A token rides on top of an existing blockchain, like Ethereum or NEO, and requires little to no coding knowledge to create, though you can make them as complex as you like. If you have the skills, you can make a cryptocurrency that behaves very differently from the blockchain it rides on.

2. Which blockchain will your token be on?

Ethereum is probably the most popular token platform, which means there are a lot of tools to help you build and manage them on this network. It’s also one of the largest and most reliable blockchains. If you want to do any coding, you’ll have to learn Solidity (a JavaScript variant), which is pretty much a custom language for Ethereum.

You can also choose NEO, which is a little bit less user-friendly, but supports common programming languages like JavaScript and C++. Another option is WAVES, which claims that over 13,000 tokens have been issued on their platform so far, and whose interface seems pretty user-friendly. There are plenty more that exist and plenty more in development, but for now these are some of your best bets.

Making an ERC20 Token

This is far and away the most popular kind of token to issue, so that’s what we’ll do here. “ERC20” refers to a certain set of standards that, if adhered to, will make a token compatible with a wide variety of existing software. This is very useful because it means that you and the people you might send the token to will probably already have a wallet that can hold the token.

Before you start, you’ll need to get MetaMask – a browser add-on that interacts with the Ethereum blockchain. (Check out its review here.) Once you set that up and put some ETH in it (you don’t need much — probably not more than ten dollars), you can come back for some token creation.

The Token Factory is an easy and free way to get something basic, so we’ll be using that. If you want to get a little more detailed with your token, CoinLaunch and Hexel are both good paid options.

1. With MetaMask enabled and some ETH in your wallet, go to the Token Factory website.


2. Enter a name for your token. Don’t pick something that already exists. To figure out if your name/symbol has been taken, go to Etherscan and type your name/symbol into the search bar to see if something comes up. We’ll call this one “Amplitude,” the unofficial currency of the mock-rock band Spinal Tap.


3. Pick a symbol for the token — something around three or four letters long is standard. For us, it’s AMP.


4. How many decimal places do you want your token to be divisible to? Just like a U.S dollar can be divided into one hundred cents, a single unit of your cryptocurrency can be divisible into smaller pieces. Ethereum can be divided to the eighteenth decimal place, but if you want to make it simpler, you can decrease that number. We’ll choose eighteen, just for kicks.

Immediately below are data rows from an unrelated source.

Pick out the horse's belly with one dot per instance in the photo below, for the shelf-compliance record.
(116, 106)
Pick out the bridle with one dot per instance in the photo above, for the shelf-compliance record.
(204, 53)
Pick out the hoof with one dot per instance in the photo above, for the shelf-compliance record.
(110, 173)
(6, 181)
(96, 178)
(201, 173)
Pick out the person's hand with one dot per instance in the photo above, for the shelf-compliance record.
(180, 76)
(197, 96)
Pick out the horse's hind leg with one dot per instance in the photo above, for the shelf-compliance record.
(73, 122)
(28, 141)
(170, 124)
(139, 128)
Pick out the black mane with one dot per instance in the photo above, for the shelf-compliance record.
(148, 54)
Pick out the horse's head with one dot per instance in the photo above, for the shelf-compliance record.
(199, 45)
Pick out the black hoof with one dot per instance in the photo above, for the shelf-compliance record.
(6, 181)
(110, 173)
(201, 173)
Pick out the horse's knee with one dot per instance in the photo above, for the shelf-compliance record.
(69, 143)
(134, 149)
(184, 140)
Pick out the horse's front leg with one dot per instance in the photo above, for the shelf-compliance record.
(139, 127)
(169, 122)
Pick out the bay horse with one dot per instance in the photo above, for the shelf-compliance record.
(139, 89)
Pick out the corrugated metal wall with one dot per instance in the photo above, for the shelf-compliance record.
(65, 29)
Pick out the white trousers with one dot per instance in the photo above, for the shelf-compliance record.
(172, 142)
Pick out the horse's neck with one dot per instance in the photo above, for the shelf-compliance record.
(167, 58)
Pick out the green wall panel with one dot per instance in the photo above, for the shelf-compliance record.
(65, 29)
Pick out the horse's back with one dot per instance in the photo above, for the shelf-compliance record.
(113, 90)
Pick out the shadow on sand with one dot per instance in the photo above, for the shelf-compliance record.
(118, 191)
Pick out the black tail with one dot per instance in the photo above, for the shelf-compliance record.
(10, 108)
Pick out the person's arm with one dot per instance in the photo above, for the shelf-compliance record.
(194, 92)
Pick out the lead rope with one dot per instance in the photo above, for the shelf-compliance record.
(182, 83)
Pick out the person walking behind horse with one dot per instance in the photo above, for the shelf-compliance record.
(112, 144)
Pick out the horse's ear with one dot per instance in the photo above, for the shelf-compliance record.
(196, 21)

5. How many total tokens do you want to have in existence? Bitcoin has twenty-one million, some have no limit, and some have just a few thousand. It’s up to you, but having at least a few million can’t hurt. When you enter the number, don’t forget the decimal places you specified in the last step! If you specified eighteen decimal places, you need to add eighteen zeros to your total supply because it counts the supply in denominations of the smallest unit.

If you want 1000 coins divisible into 100 pieces each, you’ll need to type “100000” (1000 + 00) to get 1000 coins. Twenty-one million coins to eighteen decimal places would be “21,000,000,000,000,000,000,000,000”. We’ll go with 11,000,000 (+ eighteen zeroes), because our AMPs go up to eleven!


6. Once you are happy with your coin, click the “Create Token” button, and MetaMask will notify you that you have a transaction request. This is where you’ll have to spend a little money to process the transaction.


7. If the gas price looks too high for your liking (mine is set to twenty, which could cost me around fifteen dollars), go to the ETH Gas Station and find the “SafeLow” price, which is the lowest you can set your transaction without it being rejected. Set your price to that, and the cost of your transaction should come down significantly (the SafeLow right now is eight, which brings my cost down to about six dollars), though it will take a little longer to process. Don’t mess with the gas limit; it’s set where it should be.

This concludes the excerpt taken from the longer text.